Going North: The Ogden is .5 hours away and offers a great run when they release enough water from Pineview. It's good at 400 cfs and great at 700 cfs. Class IV in the canyon and II-III below there. 

The Logan and the Cub are about an hour north. I've not run the Cub, but some folks speak highly of it. The Logan itself offers a full range of runs from II-IV+. 

The Black Canyon of the Bear ( about an hour from SLC) is good when there's water. AW negotiated a recreational flow study that was supposed to provide weekend releases starting around 2006. This might have been pushed back due to the ongoing drought. Check with them. It's really fun at 1000 cfs.

In Southern Idaho, the Blackfoot offers pretty reliable creeking (IV-V depending on the boater) through the summer (except for this past year) on a 7 miles stretch. It's one of my favorites and is a long day from SLC (3 hours from my house to the putin) or a nice short weekend with mutliple runs. Also in the area are is the Teton and Bitch creek. I like the Teton better (shorter, less wood), but they're both worth running.

I guess the Alpine Canyon section is also in the same direction, and is about the same distance. Lots of Utah boaters make this a weekend destination as it offers a good play run, and two good creeky runs on the Grey's and the Gros Venture (I butchered that spelling -- sorry). The Hubacks up there too and is class II(III).

Going towards Twinfalls, there's the Murtagh Section of the Snake (3.5 hours). This also used to be a great reliable summer run, but has been hampered by the draw-down of the reservoirs along the Upper Snake. It's a really fun class IV play run with quality rapids and a couple good play spots. personally, I like flows down around 1500 when the river is confined to it's inner channel.

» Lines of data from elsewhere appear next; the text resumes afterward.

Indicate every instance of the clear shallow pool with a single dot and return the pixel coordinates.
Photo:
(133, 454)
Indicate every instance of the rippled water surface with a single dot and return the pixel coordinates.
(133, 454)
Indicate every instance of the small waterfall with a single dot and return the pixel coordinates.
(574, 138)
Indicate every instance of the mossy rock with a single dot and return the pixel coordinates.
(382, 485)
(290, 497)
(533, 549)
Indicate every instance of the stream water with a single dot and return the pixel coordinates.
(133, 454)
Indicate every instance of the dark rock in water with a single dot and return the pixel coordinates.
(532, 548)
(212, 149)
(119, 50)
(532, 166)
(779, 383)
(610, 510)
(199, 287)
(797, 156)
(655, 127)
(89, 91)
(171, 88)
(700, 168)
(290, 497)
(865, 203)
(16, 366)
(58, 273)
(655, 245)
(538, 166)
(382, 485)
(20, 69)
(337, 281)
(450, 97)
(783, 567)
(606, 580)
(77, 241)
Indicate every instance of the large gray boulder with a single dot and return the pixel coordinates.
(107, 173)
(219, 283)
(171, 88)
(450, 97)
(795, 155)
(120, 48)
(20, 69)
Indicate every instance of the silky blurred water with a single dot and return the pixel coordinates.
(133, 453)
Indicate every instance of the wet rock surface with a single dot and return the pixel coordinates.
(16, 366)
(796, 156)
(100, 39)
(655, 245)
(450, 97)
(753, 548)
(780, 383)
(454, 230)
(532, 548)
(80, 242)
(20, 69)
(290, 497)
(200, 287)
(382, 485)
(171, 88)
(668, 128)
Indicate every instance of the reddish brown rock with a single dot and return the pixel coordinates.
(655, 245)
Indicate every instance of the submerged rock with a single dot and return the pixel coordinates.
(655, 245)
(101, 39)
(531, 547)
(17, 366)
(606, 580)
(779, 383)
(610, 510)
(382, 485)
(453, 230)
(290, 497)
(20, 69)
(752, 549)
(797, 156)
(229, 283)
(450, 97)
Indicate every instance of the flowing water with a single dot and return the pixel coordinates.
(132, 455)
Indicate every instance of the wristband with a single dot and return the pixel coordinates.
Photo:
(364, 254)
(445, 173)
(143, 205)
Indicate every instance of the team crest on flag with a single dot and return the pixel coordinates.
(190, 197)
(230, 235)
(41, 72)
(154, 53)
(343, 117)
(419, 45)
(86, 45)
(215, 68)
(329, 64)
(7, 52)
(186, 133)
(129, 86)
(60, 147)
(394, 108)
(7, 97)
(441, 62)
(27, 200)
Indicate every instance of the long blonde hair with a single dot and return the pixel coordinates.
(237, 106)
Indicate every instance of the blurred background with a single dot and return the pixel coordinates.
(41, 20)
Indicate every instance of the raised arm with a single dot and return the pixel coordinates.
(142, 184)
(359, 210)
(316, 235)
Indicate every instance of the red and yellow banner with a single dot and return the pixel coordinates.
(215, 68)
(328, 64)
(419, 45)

I'm sure I've forgotten a few runs. But for the most part, everything else is pretty much in someone else's backyard so they're better situated to comment. I can be in the Payettes in 7 hours (I drive slow), Western Colorado in 5-6, to the putin for Giant Gap in 8-9. ( I said there'd be lots of driving.) With all that said, you're the JD in California right? I don;t think anything in the state of Utah approaches the quality of runs in California (or Colorado for that matter). So, in that regard you'll be disappointed with SLC as a paddling city. The Skiing is pretty good though, and well, you're central to everything. Drop me line if you want more info:
edward.clark AT gmaildot com.


----------



## Ron (Apr 21, 2004)

There's also the ogden park on 24th. street if you want to practice flat spins. They are building a new one in Riverdale (by Ogden) supposed to be up by May or so. I hope they put some vertical stuff in it. I like the power plant at the mouth of Weber Canyon for park and play, but I don't see many people there anymore maybe it's illegal and I've just not been caught. What part of Cal. are you from? My daughter lives in Redding so I boat there as much as I can.


----------



## Ron (Apr 21, 2004)

Oh, I forgot if you are going to Twin Falls for the Murtaug (which hasn't been running for the last few years), there's the Bliss run that is year round abt. 40 mi. the other side of Twin. Can warm up there on the way to the Payette.


----------



## JD (Jun 12, 2004)

*not from Cali*

Thanks for all the detailed beta! I live in Denver and may have a job transfer to SLC. Wanted to find out if there was anything close to the city


----------



## Ken C (Oct 21, 2003)

I made the move two years ago. I'll make the same comment someone else made to me. Don't move here for the boating. All other aspects of outdoor recreation are closer and less crowded than Colorado. Boating is not. That being said, it has proven to be a very good move for me and my family.

Peace,
Ken


----------



## ID Surfer (Nov 6, 2003)

I have friends that come up here to the Payettes every other weekend during paddling season here. They all say the same about the boating in the SLC area. I think it's weird. You guys get so much snow, where does all the water go? Is it all dammed up or diverted for irrigation? Or maybe there are like 10 million litte unrunnable streams comming off those mtns. Hmmm...I'm curious.


----------



## Ron (Apr 21, 2004)

Utah's the 2nd. driest state. And then we have a lot of dams and canals so old fat duffers can golf.


----------



## merry prankster (Mar 22, 2004)

ID Surfer

It's a combination of rather small drainage areas (The cottonwood's aren't all that big), an overly thirsy- well plumbed population, and lots of tiny streams. In big years, things can be good for a long time -- especially if they have to draw down the reservoirs before runoff. Of course, last time that happened, the X-boat was the shit, Clinton wasn't yet staining dresses, Squints still paddled in a diaper.


----------